The Arts Research Center at UC Berkeley is sponsoring the working session “Occupy as Form” on February 10, 2012. Participants have been invited to post some brief thoughts on the topic in advance of the event. This guest posting is by Lauren Taylor, artist and graduate student at California College of the Arts.

Keyword: Crisis

Every crisis is an opportunity to sell something. You can buy yourself out of environmental crisis by purchasing organic, local, naturally raised, eco-friendly, free-range, zero-waste, green, green, green. If the economy is the catastrophe that is bringing you down, you are obviously looking at this from the wrong angle. Interest rates are so low, you can’t afford NOT to buy! What about starving children? What about girls who can’t go to school? What about endangered animals? Donate to a charity, you will feel better! You can spend yourself out of this situation. And if you still feel like shit, take a pill. Everyone else is doing it. According to Mark Fisher’s Capitalist Realism, in giving you the power to take care of these problems yourself, “any question of social systemic causation is ruled out.” Fisher is specifically addressing mental illness in this passage, but it could clearly be applied to any of the above listed crises. Creating a culture of crisis creates a sense of urgency to alleviate not the issue, but our responsibility to care, the guilt and pain we feel as a result, and our seeming lack of control to do anything other than throw money at the problem. Are we really personally responsible for everything that is wrong in the world? By encouraging us to buy our way out of this hole, the answer that we are given is YES.  Is there a coping strategy that is more sustainable? How can we step back and look at the system that is causing these crises, without feeling like we are evading blame? If we fail to do so, we continue the cycle that causes our impotence. We are not just individuals with the responsibility and power to fix the crisis through capital, we are the system, with the responsibility and power to fix the crisis. Let’s figure out how.
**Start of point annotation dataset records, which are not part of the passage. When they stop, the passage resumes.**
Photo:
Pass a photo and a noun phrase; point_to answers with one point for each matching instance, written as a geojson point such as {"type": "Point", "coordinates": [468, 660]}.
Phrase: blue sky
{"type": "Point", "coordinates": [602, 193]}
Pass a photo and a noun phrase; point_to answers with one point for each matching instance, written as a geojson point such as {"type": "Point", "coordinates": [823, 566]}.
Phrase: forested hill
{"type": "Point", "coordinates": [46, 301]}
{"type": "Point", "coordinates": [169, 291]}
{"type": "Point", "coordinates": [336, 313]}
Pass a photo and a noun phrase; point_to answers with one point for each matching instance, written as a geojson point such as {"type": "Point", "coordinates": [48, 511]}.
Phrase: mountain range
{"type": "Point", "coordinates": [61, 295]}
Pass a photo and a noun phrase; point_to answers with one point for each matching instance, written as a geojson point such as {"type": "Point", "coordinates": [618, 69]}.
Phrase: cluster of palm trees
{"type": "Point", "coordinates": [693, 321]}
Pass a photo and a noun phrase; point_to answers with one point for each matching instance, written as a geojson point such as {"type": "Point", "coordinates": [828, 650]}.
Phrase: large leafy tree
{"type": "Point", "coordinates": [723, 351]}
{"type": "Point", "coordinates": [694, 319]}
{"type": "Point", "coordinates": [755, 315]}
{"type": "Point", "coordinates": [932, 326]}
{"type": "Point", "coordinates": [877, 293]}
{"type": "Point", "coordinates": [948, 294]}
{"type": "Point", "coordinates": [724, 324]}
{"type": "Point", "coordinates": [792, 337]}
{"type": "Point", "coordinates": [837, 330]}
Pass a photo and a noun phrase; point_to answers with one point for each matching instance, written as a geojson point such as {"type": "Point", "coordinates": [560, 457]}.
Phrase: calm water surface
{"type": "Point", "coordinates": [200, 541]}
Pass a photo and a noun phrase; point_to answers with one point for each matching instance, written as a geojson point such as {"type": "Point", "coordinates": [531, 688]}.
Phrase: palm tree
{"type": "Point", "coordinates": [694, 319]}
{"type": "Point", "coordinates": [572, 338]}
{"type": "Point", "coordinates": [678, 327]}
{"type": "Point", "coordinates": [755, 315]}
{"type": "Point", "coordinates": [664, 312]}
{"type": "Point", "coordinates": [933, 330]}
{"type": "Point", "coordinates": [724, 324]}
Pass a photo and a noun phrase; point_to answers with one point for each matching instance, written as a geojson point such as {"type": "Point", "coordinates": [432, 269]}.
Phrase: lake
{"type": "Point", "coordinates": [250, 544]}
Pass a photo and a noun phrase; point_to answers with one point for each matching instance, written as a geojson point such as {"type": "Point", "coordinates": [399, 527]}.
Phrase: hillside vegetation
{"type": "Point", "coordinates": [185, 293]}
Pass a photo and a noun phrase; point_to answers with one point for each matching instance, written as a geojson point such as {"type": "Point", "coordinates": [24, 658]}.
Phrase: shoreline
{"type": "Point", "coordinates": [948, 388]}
Occupy the system!

2 comments:

  1. Your reflections on individualism as an effective erasure of social (political economic) structure are important. Several of the actions of Occupy Public Health seek to reframe public health not as concern about the risks of living in tents (or homeless) in occupy encampments but rather as the recognition of the role of social and political economic structures (such as those that produce homelessness) in producing sickness.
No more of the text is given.